Appearing on Fox News, Senate Minority Whip Trent Lott (R-MI) defended Bush’s selective declassification of the intelligence, saying that he is “glad the president made the decision to make it available” and that the administration would never declassify intel “just for political purposes.” Watch it:
Lott appears to be forgetting the administration’s long history of selectively declassifying intelligence that supports their political goals. A few examples:
- In 2003, President Bush personally authorized then-chief of staff to the Vice President, I. Lewis “Scooter” Libby, to “publicly disclose” sections of the classified National Intelligence Estimate about Iraq in order to push back against Amb. Joe Wilson’s public debunking of pre-war intelligence.
- In 2004, the White House authorized the release of “an off-the-record background briefing” given by former White House terrorism czar Richard Clarke, in order to discredit Clarke after he published a book that was critical of Bush’s pre-9/11 national security priorities.

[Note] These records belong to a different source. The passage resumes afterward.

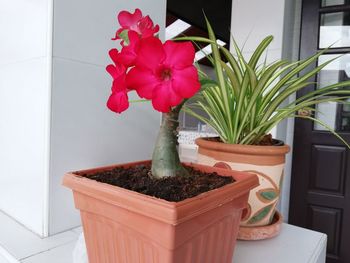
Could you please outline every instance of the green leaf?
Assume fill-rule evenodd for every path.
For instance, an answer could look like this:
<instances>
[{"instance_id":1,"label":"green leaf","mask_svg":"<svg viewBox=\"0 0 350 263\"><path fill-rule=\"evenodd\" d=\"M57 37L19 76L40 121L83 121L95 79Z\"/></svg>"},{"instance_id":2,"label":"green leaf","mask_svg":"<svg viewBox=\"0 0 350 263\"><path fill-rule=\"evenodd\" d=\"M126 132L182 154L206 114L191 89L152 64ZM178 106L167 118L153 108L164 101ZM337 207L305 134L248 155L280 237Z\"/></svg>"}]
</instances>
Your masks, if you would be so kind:
<instances>
[{"instance_id":1,"label":"green leaf","mask_svg":"<svg viewBox=\"0 0 350 263\"><path fill-rule=\"evenodd\" d=\"M262 202L271 202L278 197L278 192L273 188L265 188L257 191L256 195Z\"/></svg>"},{"instance_id":2,"label":"green leaf","mask_svg":"<svg viewBox=\"0 0 350 263\"><path fill-rule=\"evenodd\" d=\"M263 220L271 211L273 205L265 206L264 208L260 209L258 212L256 212L251 219L247 222L248 224L255 224L261 220Z\"/></svg>"}]
</instances>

- In 2006, Sen. Jay Rockefeller (D-WV) wrote to then-Director of Intelligence John Negroponte complaining that in response to the revelation of the NSA warrantless spying program, “the President chose to selectively declassify aspects of the program that would allow for a public relations campaign to score political points.”
The administration does not appear to leak intelligence except for politically advantageous purposes.
GALLAGHER: Now to that story about new details on Osama bin Laden’s plan for terror attacks against the U.S.
According to the FBI, bin Laden wanted the leader of Al Qaida in Iraq, Abu Musab al-Zarqawi, to organize the terrorist mission.
With us now, Mississippi Senator and Minority Whip Trent Lott. He also sits on the Senate Select Intelligence Committee.
And, Senator, what do you make of the new intelligence being released?
LOTT: Well, I think it’s important that that information is made available. I’m glad the president made the decision to make it available because it shows that the war on terror and Al Qaida is still targeting the United States and they are very much and have been very much involved in Iraq.
So I’m pleased the president decided to declassify this information and make it available to the American people.
GALLAGHER: The critics are now saying the president is selectively declassifying the information that will support his cause in the war on terror.
LOTT: Well, he is the president. He can’t just declassify everything.
This is information that I think is needed right now for the American people to understand the severity of the threat.
And, of course, the guy that bin Laden was using is now dead himself, so I think it makes sense.
I believe that Senator Rick Santorum of Pennsylvania was calling for the declassification of this information a year or so ago. So, it is a very careful process, and not one that’s used indiscriminately or just for political purposes.